Selon l’estimation de l’Institution nationale pour la Finance et le Développement, la dette locale cachée totale atteindra le chiffre impressionnant de 14,8 billions de yuans, soit 2,3 billions de dollars, en 2020. C’est probablement très prudent. Standard & Poors estime que le total se situe entre 30 billions de yuans (4,2 billions de dollars) et 40 billions de yuans (6,1 billions de dollars). Même ce chiffre peut être prudent, car il est délibérément caché. Depuis janvier, de nouvelles règles strictes édictées par les autorités centrales visent à supprimer ou à plafonner ces prêts immobiliers cachés, dans le cadre d’un effort visant à réorienter les investissements vers les infrastructures locales et la circulation duale industrielle.
Le 16 mars, Liu Guiping, un gouverneur adjoint de la Banque populaire de Chine, a écrit à propos du risque financier : « Nous devons… freiner activement et efficacement la propagation de la contagion du risque financier et maintenir résolument l’objectif d’éviter les risques financiers systémiques ». Cela est toutefois plus facile à dire qu’à faire.
La dette intérieure de la Chine augmente à un taux annuel moyen d’environ 20% depuis 2008, bien plus rapidement que son produit intérieur brut, ce qui ne peut qu’engendrer de sérieux problèmes. Les données officielles ont montré que l’encours de la dette des ménages, comprenant principalement la dette immobilière, s’élevait à 63,19 billions de yuans (9,7 billions de dollars) à la fin de 2020. C’est l’équivalent de 62% du produit intérieur brut chinois.
En 2021, un montant record de 7,1 billions de yuans (1,1 billions de dollars) d’obligations locales spéciales arrive à échéance et doit être renouvelé pour éviter l’effondrement des gouvernements locaux. Cela signifie que les grandes banques d’État devront, d’une manière ou d’une autre, financer la dette locale, dont une grande partie a une valeur douteuse ou « obligation pourrie ». Et ce, alors même que Pékin exige des banques qu’elles financent de nouvelles infrastructures et des initiatives de croissance en dehors de l’immobilier, tout en réduisant leur propre dette. Malgré les prêts officiels accordés par Pékin aux autorités locales pour financer les petites et moyennes entreprises, le South China Morning Post rapporte que, dans certains cas, le financement était obtenu par des sociétés écrans fictives, puis utilisé illégalement pour des investissements immobiliers.
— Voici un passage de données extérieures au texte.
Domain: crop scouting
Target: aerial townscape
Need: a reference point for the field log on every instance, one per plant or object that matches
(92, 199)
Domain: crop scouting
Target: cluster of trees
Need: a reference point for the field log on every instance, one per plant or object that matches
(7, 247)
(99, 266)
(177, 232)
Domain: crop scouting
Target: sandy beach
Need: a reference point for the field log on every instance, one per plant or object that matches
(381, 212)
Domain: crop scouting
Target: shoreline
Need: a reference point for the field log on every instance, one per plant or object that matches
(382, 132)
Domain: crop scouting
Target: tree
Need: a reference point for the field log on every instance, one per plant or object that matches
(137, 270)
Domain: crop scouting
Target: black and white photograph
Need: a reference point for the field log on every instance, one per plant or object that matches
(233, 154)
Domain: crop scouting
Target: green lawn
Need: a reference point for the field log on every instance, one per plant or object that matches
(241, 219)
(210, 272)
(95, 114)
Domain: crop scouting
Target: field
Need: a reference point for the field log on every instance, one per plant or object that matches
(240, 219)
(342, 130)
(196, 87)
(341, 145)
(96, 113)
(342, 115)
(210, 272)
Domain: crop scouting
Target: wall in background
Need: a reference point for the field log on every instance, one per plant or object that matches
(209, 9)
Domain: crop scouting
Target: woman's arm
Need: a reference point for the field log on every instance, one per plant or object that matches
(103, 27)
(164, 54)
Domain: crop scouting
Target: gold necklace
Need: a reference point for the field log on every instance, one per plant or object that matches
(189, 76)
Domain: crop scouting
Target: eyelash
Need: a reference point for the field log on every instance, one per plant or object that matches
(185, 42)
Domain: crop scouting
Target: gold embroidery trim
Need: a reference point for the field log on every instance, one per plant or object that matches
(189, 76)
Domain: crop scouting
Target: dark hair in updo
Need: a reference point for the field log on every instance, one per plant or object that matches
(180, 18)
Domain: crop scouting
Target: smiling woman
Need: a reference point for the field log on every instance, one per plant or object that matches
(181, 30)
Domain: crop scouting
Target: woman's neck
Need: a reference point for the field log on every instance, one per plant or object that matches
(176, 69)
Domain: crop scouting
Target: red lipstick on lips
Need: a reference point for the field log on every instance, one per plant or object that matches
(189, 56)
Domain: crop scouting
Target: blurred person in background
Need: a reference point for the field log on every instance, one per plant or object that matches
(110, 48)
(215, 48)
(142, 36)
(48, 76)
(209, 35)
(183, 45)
Si les problèmes de ce marché obligataire local se répercutent sur le marché national des obligations souveraines, un marché énorme d’une valeur de 18 billions de dollars, les taux obligataires augmenteront considérablement, ce qui déclenchera une vague de défaillances locales dans des projets moins viables, notamment dans l’immobilier. Il est certain que la PBOC, la banque centrale de l’État, pomperait alors des liquidités pour sauver ses banques d’État géantes. Mais étant donné l’ampleur de la dette, cela pourrait bien forcer la liquidation des actifs chinois en dollars à l’étranger, notamment les quelque 1,4 billions de dollars de dette du Trésor américain, ainsi que les obligations en euros.
Ironiquement, les grandes entreprises de Wall Street, telles que Bridgewater ou BlackRock de Ray Dalio, et les grandes banques de Wall Street, ont investi dans la promesse d’une reprise économique en Chine. Avec des marchés obligataires américains sur le fil du rasoir ces dernières semaines, avec un nouveau plan de relance de 1,9 billions de dollars de Biden et une dette nationale qui monte en flèche, il suffirait d’une crise obligataire chinoise pour déclencher une répétition de la crise autrichienne de 1931. Mais cette fois, l’ensemble de l’économie mondiale est liée à un système d’endettement qui échappe à tout contrôle. En janvier, la dette mondiale a atteint le niveau record de 281 billions de dollars, auxquels s’ajouteront 24 billions de dollars en 2020 pour les mesures corona. Il semble que tout cela fasse partie du plan de la Grande Réinitialisation : Rendre la Chine responsable de ce que les banquiers centraux de la BRI, les vrais dieux de l’argent, ont mis en place depuis 2008.